Compostelle, réalisé par Yann Samuell, était le film choisi en avant-première et projeté collectivement par les Rotary clubs français et belges dans le cadre de l'édition 2026 d'Espoir en Tête. À Verviers, l'initiative a enregistré un beau succès...
Espoir en Tête est à l'origine un projet des Rotary clubs français qui, par la suite, a été décliné sous la même forme en Belgique et au Grand-Duché de Luxembourg.
Dans tous les cas, l'objectif est identique : collecter des fonds pour la recherche sur les maladies neurodégénératives : Alzheimer, Parkinson, maladie de Charcot, etc. Comment ? En organisant des avant-premières de films familiaux. Les billets sont vendus 16 € et la moitié de cette somme est directement reversée à l'initiative Espoir en Tête. En Belgique, il a été décidé de soutenir en priorité la Fondation Stop Alzheimer.
L'édition 2026 s'est déroulée le 19 mars.

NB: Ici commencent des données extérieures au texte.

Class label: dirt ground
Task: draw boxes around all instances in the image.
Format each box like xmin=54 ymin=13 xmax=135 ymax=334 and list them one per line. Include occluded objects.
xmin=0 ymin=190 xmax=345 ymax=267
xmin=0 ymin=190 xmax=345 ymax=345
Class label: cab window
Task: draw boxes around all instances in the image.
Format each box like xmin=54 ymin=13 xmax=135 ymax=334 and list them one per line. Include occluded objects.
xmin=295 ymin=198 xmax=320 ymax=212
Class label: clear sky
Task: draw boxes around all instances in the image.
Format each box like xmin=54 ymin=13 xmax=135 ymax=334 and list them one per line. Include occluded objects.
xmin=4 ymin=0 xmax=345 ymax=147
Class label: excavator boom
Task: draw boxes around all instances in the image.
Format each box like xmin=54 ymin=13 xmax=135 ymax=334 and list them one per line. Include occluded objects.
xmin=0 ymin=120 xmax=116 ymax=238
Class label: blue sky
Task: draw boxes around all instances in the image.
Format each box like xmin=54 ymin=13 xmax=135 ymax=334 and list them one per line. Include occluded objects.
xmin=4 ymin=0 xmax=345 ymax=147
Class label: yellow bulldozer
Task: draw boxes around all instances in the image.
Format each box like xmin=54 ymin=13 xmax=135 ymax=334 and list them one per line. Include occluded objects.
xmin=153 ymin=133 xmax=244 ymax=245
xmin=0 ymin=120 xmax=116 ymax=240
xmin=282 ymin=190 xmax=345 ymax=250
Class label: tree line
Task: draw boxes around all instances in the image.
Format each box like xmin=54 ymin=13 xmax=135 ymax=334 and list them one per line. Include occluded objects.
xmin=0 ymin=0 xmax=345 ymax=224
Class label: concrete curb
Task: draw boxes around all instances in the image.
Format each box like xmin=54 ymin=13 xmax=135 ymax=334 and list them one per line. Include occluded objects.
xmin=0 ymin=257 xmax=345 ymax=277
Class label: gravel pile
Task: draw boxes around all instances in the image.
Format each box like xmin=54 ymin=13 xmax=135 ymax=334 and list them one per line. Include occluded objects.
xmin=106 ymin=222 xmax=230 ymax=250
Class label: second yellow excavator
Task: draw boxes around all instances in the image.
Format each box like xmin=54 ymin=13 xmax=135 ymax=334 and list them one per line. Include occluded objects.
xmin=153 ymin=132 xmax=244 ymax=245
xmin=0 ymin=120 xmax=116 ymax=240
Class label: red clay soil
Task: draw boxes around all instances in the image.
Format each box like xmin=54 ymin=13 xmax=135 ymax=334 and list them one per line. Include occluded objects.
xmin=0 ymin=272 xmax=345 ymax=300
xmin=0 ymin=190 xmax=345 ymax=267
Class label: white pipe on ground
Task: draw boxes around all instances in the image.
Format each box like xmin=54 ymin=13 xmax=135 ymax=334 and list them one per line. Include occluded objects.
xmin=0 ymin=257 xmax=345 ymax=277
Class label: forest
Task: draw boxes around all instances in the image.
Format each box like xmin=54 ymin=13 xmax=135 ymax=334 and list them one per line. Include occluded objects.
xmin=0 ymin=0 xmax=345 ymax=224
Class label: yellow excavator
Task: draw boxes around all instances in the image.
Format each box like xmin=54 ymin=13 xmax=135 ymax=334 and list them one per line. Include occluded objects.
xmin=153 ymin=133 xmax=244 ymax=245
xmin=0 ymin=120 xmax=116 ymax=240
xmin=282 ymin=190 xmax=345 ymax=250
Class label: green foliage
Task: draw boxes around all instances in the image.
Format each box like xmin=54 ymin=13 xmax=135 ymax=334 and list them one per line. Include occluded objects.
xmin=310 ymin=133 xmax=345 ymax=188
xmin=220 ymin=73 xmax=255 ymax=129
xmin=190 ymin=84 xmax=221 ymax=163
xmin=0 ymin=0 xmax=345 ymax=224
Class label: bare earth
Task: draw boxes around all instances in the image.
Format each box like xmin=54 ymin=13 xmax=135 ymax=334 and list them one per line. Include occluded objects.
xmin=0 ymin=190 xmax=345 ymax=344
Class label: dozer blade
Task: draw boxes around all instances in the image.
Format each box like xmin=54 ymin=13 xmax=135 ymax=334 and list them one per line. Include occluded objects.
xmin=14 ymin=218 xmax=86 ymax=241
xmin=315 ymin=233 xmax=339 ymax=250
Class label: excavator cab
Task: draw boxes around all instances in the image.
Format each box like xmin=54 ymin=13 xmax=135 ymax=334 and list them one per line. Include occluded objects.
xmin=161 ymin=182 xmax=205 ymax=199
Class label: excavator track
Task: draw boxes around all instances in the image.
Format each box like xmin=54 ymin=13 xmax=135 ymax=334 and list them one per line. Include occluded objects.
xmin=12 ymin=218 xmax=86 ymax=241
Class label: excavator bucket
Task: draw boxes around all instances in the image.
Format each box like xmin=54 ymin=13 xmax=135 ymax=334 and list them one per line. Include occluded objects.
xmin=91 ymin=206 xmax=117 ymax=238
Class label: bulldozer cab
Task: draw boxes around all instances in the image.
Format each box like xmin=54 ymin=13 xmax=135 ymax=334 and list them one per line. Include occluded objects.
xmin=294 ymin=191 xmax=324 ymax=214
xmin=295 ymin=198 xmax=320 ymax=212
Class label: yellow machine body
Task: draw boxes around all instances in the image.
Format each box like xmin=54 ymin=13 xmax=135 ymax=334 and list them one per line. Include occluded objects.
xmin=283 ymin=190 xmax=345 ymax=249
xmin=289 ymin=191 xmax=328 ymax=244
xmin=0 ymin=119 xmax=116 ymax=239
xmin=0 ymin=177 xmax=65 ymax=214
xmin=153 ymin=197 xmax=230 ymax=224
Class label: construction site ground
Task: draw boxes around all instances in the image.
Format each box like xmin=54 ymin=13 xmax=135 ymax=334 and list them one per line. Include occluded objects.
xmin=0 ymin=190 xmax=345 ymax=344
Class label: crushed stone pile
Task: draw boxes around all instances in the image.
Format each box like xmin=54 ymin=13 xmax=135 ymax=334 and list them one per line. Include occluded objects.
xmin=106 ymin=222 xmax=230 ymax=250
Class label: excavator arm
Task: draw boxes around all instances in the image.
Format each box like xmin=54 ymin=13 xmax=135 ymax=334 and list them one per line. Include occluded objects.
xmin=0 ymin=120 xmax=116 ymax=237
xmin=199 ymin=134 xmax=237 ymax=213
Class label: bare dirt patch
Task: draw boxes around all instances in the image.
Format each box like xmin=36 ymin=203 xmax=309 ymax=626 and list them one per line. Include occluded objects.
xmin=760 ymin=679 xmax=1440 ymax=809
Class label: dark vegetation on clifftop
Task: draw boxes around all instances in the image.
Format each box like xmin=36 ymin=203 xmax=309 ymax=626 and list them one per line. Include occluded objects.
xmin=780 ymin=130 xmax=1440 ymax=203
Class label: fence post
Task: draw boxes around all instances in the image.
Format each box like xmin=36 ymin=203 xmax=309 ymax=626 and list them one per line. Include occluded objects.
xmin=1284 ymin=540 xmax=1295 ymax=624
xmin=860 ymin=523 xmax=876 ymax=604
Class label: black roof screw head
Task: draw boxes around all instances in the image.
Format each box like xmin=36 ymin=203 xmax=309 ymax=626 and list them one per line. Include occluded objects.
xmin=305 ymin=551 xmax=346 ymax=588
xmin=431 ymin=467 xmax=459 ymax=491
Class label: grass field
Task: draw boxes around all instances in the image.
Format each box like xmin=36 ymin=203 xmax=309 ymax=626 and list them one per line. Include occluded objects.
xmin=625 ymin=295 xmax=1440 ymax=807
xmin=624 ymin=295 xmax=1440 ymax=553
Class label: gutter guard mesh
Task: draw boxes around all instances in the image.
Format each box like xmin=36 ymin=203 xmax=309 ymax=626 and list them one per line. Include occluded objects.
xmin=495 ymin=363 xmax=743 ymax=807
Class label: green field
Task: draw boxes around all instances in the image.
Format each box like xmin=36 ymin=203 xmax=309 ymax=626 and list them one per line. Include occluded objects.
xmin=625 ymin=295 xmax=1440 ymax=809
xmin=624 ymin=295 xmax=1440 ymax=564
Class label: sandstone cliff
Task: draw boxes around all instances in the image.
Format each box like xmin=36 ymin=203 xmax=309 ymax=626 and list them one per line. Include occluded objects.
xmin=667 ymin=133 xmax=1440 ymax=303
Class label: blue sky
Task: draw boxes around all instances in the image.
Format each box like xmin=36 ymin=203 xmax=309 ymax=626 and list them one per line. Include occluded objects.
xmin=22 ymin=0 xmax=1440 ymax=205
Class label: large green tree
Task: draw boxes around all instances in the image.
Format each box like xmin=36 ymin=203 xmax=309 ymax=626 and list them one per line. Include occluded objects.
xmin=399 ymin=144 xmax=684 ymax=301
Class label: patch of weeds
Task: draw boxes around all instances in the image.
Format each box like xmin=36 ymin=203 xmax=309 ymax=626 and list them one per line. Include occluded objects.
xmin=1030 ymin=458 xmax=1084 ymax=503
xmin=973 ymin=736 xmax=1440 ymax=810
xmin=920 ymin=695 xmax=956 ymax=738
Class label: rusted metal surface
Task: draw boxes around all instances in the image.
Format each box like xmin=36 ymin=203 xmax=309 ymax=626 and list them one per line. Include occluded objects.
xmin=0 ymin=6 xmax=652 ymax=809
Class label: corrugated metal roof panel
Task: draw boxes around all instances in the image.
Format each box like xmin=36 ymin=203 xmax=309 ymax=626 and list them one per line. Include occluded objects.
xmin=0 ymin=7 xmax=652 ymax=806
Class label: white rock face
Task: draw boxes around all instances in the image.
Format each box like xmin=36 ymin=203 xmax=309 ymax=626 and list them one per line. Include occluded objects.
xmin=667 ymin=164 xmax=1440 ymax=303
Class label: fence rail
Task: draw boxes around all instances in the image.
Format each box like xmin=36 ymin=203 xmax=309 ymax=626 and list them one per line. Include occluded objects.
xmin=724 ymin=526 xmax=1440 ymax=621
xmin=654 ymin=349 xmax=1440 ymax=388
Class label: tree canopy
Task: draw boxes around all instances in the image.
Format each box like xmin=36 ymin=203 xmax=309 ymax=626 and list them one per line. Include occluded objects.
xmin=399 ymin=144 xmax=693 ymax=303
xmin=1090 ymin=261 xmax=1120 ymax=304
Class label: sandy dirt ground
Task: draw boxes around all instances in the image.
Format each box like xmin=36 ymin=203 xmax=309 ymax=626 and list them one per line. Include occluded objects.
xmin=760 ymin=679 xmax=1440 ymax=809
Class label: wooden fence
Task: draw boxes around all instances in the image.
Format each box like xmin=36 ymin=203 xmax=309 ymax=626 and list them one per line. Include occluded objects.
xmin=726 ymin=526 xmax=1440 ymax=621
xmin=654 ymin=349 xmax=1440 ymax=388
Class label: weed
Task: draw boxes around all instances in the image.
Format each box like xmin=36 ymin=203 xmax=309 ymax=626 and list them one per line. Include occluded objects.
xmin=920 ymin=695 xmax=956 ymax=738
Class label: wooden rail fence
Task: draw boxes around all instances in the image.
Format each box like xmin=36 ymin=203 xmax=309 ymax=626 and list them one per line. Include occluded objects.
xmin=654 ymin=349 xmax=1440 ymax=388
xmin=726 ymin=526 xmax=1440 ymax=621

Quelque 400 salles en France, une dizaine en Belgique proposaient – avant sa sortie officielle, donc – le long métrage Compostelle, admirablement interprété par Alexandra Lamy et Julien Le Berre.
Dans l'est du pays, les Rotary clubs de Verviers, Verviers-Vesdre, Spa-Francorchamps, La Gileppe, Herve et Plombières-Welkenraedt étaient sur le pont. En guise d'apéro, ils s'étaient donné rendez-vous à la brasserie du Ciné Pathé de Verviers, où la projection devait avoir lieu.
Petit à petit, 280 spectateurs allaient s'installer dans les confortables strapontins du Ciné Pathé. Rotarien(ne)s et Rotaractien(ne)s étaient épaulés par une participation notable de personnes extérieures. Belle visibilité, bel impact !
Notre ami Luc Boulanger (Rc Spa-Francorchamps) prenait le micro pour aborder la maladie d'Alzheimer. Son intervention était suivie d'un documentaire sur le Rotary, et puis en route...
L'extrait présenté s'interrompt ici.